Hendricks looked up at the platform. "Especially now. Loguetown's been… unstable since Captain Smoker's left.

More pirates, bolder criminals. It's exhausting."

Drake watched the Marine captain's face, looking for tells. Signs of corruption or deception.

He saw only weariness.

"Must be hard," Drake said, "filling Smoker's shoes."

"Impossible, more like." Hendricks smiled without humor. "The White Hunter had a reputation that kept half the East Blue's pirates from even trying. Now they all think they can make a name for themselves here." He paused. "But I'm managing. The job gets done."

"I'm sure it does."

Hendricks gave him a long look. "You're a careful one. Weighing every word. Good survival instinct." He turned to leave, then paused. "A word of advice, Carter. Loguetown is more complicated than it looks. Not everyone who seems like an enemy is one. And not everyone who seems like a friend can be trusted. Choose your alliances carefully."

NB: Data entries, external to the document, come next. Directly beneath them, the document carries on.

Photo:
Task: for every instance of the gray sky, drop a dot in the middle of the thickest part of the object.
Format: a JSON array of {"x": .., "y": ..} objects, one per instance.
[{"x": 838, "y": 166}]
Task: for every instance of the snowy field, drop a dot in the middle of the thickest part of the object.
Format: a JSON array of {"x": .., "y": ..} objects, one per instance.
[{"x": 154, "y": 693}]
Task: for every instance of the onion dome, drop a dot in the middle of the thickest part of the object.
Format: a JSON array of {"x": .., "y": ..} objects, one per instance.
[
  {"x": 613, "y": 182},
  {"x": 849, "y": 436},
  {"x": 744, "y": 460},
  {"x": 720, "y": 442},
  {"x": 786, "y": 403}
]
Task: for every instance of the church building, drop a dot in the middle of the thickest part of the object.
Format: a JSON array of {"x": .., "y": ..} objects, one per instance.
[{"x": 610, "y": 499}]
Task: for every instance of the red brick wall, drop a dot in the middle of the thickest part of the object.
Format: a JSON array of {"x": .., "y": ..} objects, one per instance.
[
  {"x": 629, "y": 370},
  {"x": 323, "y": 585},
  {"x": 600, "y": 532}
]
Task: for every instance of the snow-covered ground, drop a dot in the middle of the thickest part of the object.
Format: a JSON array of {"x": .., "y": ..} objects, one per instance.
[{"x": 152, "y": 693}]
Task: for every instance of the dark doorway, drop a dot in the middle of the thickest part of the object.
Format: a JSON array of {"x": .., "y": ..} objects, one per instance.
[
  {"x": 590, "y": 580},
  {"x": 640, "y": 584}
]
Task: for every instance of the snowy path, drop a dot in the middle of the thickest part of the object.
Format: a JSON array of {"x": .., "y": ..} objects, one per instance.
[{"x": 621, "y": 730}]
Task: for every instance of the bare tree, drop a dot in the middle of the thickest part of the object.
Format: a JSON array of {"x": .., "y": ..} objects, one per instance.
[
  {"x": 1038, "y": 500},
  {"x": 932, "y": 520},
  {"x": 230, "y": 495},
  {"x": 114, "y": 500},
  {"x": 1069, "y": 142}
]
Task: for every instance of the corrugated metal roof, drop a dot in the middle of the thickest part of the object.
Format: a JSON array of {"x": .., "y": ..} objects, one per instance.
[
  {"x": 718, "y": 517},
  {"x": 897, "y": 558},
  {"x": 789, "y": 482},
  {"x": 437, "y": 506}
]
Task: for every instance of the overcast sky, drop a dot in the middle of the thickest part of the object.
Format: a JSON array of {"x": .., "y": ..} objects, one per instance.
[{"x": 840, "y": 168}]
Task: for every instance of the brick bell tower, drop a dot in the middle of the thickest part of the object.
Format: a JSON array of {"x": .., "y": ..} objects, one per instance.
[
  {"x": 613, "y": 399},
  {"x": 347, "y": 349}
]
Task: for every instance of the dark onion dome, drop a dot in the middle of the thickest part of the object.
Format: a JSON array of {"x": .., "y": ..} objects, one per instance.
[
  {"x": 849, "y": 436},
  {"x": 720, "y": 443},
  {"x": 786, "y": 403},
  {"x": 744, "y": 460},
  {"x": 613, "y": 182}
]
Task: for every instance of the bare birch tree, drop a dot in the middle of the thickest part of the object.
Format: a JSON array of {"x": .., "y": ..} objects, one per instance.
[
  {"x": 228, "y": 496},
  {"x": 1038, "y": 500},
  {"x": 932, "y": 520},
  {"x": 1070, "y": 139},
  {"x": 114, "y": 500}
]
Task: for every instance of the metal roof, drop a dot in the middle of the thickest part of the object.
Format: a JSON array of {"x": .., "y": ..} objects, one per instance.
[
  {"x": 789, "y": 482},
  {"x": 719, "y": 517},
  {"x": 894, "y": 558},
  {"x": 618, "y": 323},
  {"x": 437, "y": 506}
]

Then he was gone, leaving Drake alone with the execution platform and a choice that felt heavier than any fight he'd ever faced.

Tomorrow at eleven PM.

Dock 7.

The truth, or a trap.

Justice, or another mistake.

Drake looked at Luffy's wanted poster one more time, at that grin that didn't care about complications or politics or careful choices.

Then he folded it away and walked back toward his inn.

He had twenty-three hours to decide who he was going to be.